Expansion hang over: ACC annually meets under dark cloud

Published 12:00 am Thursday, October 26, 2017

By Pete Iacobelli

AP Sports Writer

CHARLOTTE (AP) — Another Atlantic Coast Conference basketball media day. Another scandal casting a shadow over the gathering.

It has been that way since the league’s most recent expansions.

While there’s no question in the three years since the ACC expanded to a 15-team basketball league that the move has brought the conference more basketball prestige and financial power. But the ACC has also found itself squarely in the middle of some embarrassing scandals.

Standing in the crosshairs of federal investigations and NCAA inquiries has put conversations on placing a record nine teams in the NCAA Tournament last March and two national championships in three years on the back burner.

“Anytime you expand, there’s more chance for growth, but there’s more chance for issues,” Clemson coach Brad Brownell said.

The ACC has gotten more than it bargained for with expansion over the last four years.
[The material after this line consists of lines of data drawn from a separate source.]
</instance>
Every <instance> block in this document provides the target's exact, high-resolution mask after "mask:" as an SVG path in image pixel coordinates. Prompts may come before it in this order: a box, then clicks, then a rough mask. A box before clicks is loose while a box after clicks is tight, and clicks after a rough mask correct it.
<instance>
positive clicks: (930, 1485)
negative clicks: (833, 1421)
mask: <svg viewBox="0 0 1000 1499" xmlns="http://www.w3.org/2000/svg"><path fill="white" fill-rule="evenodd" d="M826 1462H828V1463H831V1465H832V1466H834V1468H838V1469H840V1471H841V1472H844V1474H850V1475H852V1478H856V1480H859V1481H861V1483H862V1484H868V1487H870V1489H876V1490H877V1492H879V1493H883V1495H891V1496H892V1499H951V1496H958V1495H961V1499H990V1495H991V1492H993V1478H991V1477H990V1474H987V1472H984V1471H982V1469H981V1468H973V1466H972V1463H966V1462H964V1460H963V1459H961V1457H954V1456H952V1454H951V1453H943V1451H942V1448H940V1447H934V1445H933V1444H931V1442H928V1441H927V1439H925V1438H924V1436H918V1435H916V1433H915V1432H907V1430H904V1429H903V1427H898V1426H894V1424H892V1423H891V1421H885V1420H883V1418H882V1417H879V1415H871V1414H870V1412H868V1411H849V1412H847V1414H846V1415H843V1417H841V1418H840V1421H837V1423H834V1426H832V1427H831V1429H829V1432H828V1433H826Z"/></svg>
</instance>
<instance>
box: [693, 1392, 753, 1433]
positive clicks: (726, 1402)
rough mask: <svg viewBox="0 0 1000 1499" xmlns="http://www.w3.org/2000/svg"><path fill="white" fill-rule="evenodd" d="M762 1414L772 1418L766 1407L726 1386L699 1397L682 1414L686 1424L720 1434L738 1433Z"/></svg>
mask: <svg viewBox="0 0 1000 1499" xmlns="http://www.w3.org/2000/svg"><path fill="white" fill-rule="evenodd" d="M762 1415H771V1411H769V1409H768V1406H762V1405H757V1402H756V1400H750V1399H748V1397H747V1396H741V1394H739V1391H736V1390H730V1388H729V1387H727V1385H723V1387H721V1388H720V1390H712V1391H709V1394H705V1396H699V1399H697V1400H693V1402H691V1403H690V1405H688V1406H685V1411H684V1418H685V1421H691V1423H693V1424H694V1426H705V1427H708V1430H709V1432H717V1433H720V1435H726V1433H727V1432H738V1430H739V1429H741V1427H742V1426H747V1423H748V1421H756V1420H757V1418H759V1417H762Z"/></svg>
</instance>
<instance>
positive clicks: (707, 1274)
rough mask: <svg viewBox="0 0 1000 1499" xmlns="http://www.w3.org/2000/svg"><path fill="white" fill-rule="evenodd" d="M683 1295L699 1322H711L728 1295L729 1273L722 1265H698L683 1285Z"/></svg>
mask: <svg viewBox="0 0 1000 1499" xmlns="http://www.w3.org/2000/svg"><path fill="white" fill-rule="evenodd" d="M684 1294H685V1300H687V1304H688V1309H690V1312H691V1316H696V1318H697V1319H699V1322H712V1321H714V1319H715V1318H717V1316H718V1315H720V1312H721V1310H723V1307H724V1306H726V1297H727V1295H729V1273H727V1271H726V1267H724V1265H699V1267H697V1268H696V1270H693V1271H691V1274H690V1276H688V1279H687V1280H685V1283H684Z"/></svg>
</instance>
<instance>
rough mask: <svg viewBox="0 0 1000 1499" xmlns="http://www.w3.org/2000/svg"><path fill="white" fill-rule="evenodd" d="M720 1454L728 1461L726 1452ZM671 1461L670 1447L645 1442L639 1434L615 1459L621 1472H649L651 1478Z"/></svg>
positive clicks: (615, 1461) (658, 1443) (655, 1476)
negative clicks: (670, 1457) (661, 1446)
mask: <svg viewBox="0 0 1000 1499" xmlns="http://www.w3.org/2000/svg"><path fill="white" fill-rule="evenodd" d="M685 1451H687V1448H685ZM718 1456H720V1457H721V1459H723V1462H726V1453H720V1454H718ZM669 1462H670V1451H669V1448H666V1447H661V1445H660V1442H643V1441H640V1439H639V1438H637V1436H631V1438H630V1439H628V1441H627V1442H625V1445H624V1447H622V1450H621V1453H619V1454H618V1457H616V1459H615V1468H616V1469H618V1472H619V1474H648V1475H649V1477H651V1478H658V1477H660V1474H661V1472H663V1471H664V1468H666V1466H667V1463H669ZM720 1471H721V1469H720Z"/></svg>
Heading into Wednesday’s media day, two of last year’s ACC participants in the NCAA Tournament — Louisville and Miami — are front and center of an ongoing federal investigation into college basketball corruption.

The biggest toll fell on the Cardinals, who have fired coach Rick Pitino and athletic director Tom Jurich for cause.  Four assistant coaches — all from teams among the Power Five conferences, but not the ACC — were arrested and charged in a fraud and corruption scheme.

Earlier this week, Miami coach Jim Larranaga acknowledged that he believes he is unnamed “Coach-3” in federal documents that is alleged to have had conversations with an Addidas executive on paying a recruit $150,000. Larranaga has denied any wrongdoing.

Last year, Pitino returned to media day after skipping 2015 amid the NCAA investigation and calmly praised the governing body for its professionalism as it hit Louisville with four major violations and said the national championship coach had failed to monitor a former staffer who paid for escort and strippers at sex parties for recruits and players.

ACC Commissioner John Swofford isn’t happy about the black eye Louisville has given the league, but doesn’t regret inviting the Cardinals to join the conference.

“Not pleased about recent events,” Swofford said. “But it was the right decision at the time and can be the right decision in the long term.”

Two years ago it was Syracuse coach Jim Boeheim who was on the hot seat during ACC media day. He was eventually suspended for nine league games, among other penalties for the Orange, as punishment following an NCAA investigation that involved the team prior to Syracuse joining the ACC in 2013.

Of course, scandals and NCAA investigations are not new to college basketball.

“I don’t think it’s totally fair to think scandal comes with expansion,” said Seth Greenberg, an ESPN college basketball analyst Seth Greenberg who won two ACC coach of the year awards in nine seasons at Virginia Tech. “There were issues with teams in the league before.”

That’s certainly true.

The Tar Heels athletic program was under NCAA investigation over academic issues for several years, a case that was recently resolved without penalties for North Carolina sports’ teams. Still, the inquiries lead to uncomfortable questions both for the schools under inquiry — and those in the league who must play them each season.

The ACC was a group of seven schools who broke away from the Southern Conference in 1953. It’s expanded five times since, the final two bringing in Pittsburgh and Syracuse in 2013 and Louisville in 2014.

Swofford said after talking face-to-face with coaches and others about the investigation, it may not be as widespread as it appears.

“Every indication I’m getting, from people who should know, is that it probably is not rampant,” he said. “Although, it is a problem.”

The commissioner said the ACC has set up a basketball task force, chaired by outgoing Virginia athletic director Craig Littlepage, to look into the problems.

“Our league has to do its part in finding solutions,” he said.

Brownell, who is certain the Tigers lost players to other teams that used “shady” recruiting tactics, said it’s up to schools to trust in the league that their pre-membership vetting yields members who bring value to the league, both on and off the court.

When expansion among Power Five leagues was running wild a few years ago, Brownell said the ACC was seeking the best potential partners to strengthen the league’s future.

“It forces your hand,” Brownell said. “If everybody else is (expanding) and you’re not, with all that’s involved in television, it’s a bigger issue.”

With so much money on the table, the temptation to cut corners seemingly will always be there.

The ACC will launch its own ESPN-affiliated network in time for the 2019 football season, one where each league member will need to have enhanced TV equipment and personnel. Clemson is spending $5.5 million so its video department is ready for the network, athletic spokesman Joe Galbraith said this summer.

The league’s tax documents that cover the fiscal year ending in June 2016 showed revenues of $372 million, a figure that league leaders figure will grow once its own network is in place.

“We’re highly pleased with the current status of where we are,” Swofford said.

Still, the ACC can’t seem to escape member transgressions.

Syracuse junior forward Frank Howard was part of the Orange team that played through Boeheim’s suspension and rallied to make the Final Four in 2016, probably summed up for everyone at media day.

“I’m just happy we’re not in it this time,,” Howard said, smiling.